Oct. 20: The district administration of minority-dominated Murshidabad is keeping fingers crossed as a two day-jatra festival opens tomorrow with a play, Vishwatrash Laden (Terror of the World: Laden).
The open-air play based on the life of al Qaida leader and terrorist mastermind Osama bin Laden will be staged by Calcutta-based troupe Jugantar Opera.
According to officials, though the district police have already issued permission for the performances at Bhaduriapara in the Jalangi police station area tomorrow and at Patikabari on Wednesday, they are worried about its likely impact. The venues also happen to be very close to the Bangladesh border.
District officials said they are expecting a large number of Bangladeshi nationals to cross the border and make up the audiences on the two days.
“We have to be extra careful as the temperament of the people here is different,” said Murshidabad superintendent of police Birendra.
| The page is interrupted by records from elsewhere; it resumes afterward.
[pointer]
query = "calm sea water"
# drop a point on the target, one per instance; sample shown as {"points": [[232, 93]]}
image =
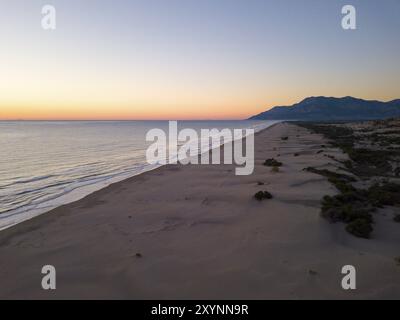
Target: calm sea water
{"points": [[44, 164]]}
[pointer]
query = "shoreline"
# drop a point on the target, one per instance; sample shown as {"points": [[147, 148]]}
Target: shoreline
{"points": [[196, 232], [80, 193]]}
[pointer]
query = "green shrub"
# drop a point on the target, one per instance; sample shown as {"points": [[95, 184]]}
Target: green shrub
{"points": [[275, 169], [360, 228], [272, 163], [262, 195]]}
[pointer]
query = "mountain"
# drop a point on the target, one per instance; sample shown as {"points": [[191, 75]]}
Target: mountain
{"points": [[328, 108]]}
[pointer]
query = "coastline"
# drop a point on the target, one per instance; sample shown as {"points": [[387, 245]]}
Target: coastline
{"points": [[201, 235], [78, 193]]}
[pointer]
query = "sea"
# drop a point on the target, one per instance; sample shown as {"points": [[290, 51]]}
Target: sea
{"points": [[45, 164]]}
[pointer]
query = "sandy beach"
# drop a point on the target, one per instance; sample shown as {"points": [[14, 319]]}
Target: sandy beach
{"points": [[196, 232]]}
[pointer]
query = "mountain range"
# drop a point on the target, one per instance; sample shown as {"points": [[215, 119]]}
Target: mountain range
{"points": [[329, 108]]}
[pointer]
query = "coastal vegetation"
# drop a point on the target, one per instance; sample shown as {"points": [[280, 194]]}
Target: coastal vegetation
{"points": [[376, 167]]}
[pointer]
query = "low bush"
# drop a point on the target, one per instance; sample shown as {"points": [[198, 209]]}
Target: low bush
{"points": [[262, 195]]}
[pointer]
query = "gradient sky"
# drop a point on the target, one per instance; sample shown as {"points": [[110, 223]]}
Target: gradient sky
{"points": [[191, 59]]}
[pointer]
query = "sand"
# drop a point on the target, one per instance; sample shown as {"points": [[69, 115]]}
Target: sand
{"points": [[201, 235]]}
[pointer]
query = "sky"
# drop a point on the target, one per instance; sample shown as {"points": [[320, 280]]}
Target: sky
{"points": [[191, 59]]}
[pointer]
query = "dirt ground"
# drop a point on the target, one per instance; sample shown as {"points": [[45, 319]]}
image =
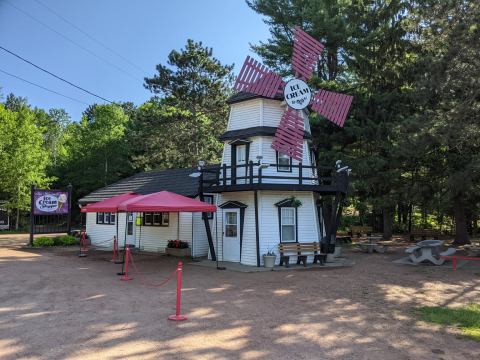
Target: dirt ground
{"points": [[55, 305]]}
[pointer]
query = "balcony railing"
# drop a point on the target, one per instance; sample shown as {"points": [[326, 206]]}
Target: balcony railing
{"points": [[262, 173]]}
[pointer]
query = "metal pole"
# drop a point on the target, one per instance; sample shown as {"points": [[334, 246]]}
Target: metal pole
{"points": [[69, 215], [32, 213]]}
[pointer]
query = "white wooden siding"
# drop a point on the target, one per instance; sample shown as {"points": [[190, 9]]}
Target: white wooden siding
{"points": [[249, 247], [268, 214], [100, 234]]}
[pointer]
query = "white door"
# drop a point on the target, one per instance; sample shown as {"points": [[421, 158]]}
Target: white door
{"points": [[231, 235], [130, 228]]}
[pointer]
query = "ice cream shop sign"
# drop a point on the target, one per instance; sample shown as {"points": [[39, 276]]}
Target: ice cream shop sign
{"points": [[50, 202], [50, 210]]}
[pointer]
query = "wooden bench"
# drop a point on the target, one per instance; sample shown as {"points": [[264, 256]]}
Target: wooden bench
{"points": [[454, 259], [360, 230], [301, 251], [425, 233]]}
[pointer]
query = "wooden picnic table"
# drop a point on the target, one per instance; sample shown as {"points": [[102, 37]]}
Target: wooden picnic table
{"points": [[429, 251]]}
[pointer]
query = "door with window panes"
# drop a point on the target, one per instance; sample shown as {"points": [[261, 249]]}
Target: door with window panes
{"points": [[288, 224], [241, 157], [231, 235]]}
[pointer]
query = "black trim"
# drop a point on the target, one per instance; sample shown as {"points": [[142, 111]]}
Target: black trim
{"points": [[321, 189], [257, 233], [278, 164], [209, 215], [244, 134]]}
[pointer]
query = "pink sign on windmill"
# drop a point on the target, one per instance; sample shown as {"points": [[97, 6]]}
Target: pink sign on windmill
{"points": [[257, 79]]}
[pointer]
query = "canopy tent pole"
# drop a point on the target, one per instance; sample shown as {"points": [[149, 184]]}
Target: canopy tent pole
{"points": [[178, 226]]}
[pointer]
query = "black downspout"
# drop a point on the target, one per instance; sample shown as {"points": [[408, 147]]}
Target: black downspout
{"points": [[205, 219], [257, 235]]}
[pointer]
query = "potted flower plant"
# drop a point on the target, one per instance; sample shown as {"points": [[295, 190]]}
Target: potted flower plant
{"points": [[177, 248], [269, 259]]}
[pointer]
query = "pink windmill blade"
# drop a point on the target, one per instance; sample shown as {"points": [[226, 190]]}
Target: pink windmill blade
{"points": [[331, 105], [306, 52], [257, 79]]}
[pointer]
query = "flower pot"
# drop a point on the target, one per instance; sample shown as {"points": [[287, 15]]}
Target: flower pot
{"points": [[269, 261], [177, 252], [338, 251]]}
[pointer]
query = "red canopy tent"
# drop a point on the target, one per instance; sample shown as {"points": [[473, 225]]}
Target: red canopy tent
{"points": [[109, 205], [167, 202]]}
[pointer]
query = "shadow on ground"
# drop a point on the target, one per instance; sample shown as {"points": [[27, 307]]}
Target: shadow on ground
{"points": [[55, 305]]}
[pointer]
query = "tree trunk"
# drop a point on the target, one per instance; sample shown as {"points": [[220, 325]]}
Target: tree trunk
{"points": [[461, 233], [387, 223]]}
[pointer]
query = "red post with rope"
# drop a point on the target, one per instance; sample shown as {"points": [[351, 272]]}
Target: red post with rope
{"points": [[125, 277], [83, 244], [177, 316], [114, 258]]}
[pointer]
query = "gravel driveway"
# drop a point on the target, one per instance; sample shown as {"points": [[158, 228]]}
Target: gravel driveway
{"points": [[54, 305]]}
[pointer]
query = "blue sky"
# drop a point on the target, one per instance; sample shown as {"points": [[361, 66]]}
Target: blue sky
{"points": [[143, 31]]}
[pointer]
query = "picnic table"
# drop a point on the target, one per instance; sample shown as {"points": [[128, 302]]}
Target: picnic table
{"points": [[373, 244], [429, 251]]}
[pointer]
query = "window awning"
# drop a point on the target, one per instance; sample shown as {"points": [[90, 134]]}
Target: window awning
{"points": [[156, 202], [166, 201], [110, 204]]}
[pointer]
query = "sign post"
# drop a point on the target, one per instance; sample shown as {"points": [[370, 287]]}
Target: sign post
{"points": [[50, 211]]}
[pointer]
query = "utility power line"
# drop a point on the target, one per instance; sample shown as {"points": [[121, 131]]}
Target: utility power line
{"points": [[73, 42], [91, 37], [52, 74], [42, 87]]}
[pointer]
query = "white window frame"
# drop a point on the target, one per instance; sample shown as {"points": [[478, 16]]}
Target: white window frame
{"points": [[284, 168], [241, 150], [294, 224]]}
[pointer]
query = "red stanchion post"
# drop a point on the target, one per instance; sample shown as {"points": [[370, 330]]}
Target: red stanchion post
{"points": [[83, 241], [114, 258], [125, 277], [177, 316]]}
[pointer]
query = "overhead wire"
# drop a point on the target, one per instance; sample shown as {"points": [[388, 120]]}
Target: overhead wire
{"points": [[42, 87], [72, 41], [91, 37], [52, 74]]}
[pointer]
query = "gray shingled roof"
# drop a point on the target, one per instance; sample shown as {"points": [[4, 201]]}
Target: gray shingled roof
{"points": [[174, 180]]}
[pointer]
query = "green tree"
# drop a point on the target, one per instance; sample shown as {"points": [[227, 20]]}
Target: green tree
{"points": [[449, 85], [23, 157], [369, 55], [189, 113]]}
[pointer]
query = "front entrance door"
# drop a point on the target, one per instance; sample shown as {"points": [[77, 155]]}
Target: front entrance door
{"points": [[231, 235], [130, 239]]}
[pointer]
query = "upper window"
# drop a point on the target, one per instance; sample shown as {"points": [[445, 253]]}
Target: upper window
{"points": [[287, 223], [106, 218], [241, 154], [209, 200], [156, 219], [284, 162]]}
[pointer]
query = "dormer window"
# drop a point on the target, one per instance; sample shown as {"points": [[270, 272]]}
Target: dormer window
{"points": [[284, 163], [241, 154]]}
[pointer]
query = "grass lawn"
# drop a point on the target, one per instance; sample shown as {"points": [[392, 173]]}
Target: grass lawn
{"points": [[466, 318]]}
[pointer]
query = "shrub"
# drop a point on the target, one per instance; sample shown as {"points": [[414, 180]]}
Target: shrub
{"points": [[65, 240], [43, 242], [177, 244]]}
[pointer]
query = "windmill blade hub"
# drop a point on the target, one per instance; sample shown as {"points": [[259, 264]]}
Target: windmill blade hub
{"points": [[297, 94]]}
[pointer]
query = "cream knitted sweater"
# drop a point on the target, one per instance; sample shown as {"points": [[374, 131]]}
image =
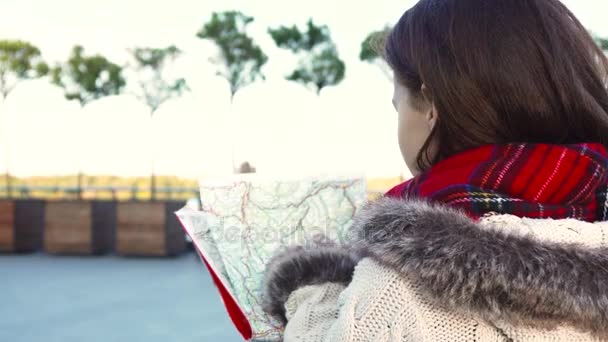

Border Security Force (BSF) personnel have been requested to intensify vigil on the border to ward off trouble, the police chief added.
Birendra said the play was earlier staged in Calcutta, Purulia and some other areas. “But we have to make foolproof arrangements to maintain peace in the area by deploying additional forces in sensitive pockets,” he added.
As part of this exercise, officials from both the Jalangi and Naoda police stations have been working overtime for the past few days.
“They are interacting with their counterparts in other districts where the show has already been staged,” said an official.
The aim is to draw up a modus operandi to tackle the law and order situation during and after the staging of the controversial play based on the feedback of the other districts, the official said.
According to sources, officials in the district’s intelligence machinery are on alert to tap information on those likely to cross over from Bangladesh for the shows.
An intelligence official said the Bangladeshis would not be permitted to travel across the border and mingle with the people here during the plays.
The jatra organisers in the Jalangi and Naoda areas said today that the administration had initially refused to give permission, fearing trouble in the sensitive pockets.
“But, they had to issue a permit when the local police stations cleared the performances following the intervention of higher authorities,” they added.
A manager of Jugantar Opera, Asoke Das, said in Calcutta that the group did not find anything wrong in going ahead with the play.
“Chitpur, known for being the nerve centre of the state’s jatra scene, has the tradition of staging plays on controversial figures. Our aim is to entertain the rural people and nothing else. So, if this creates a law and order problem, we have nothing to do with it,” Das said.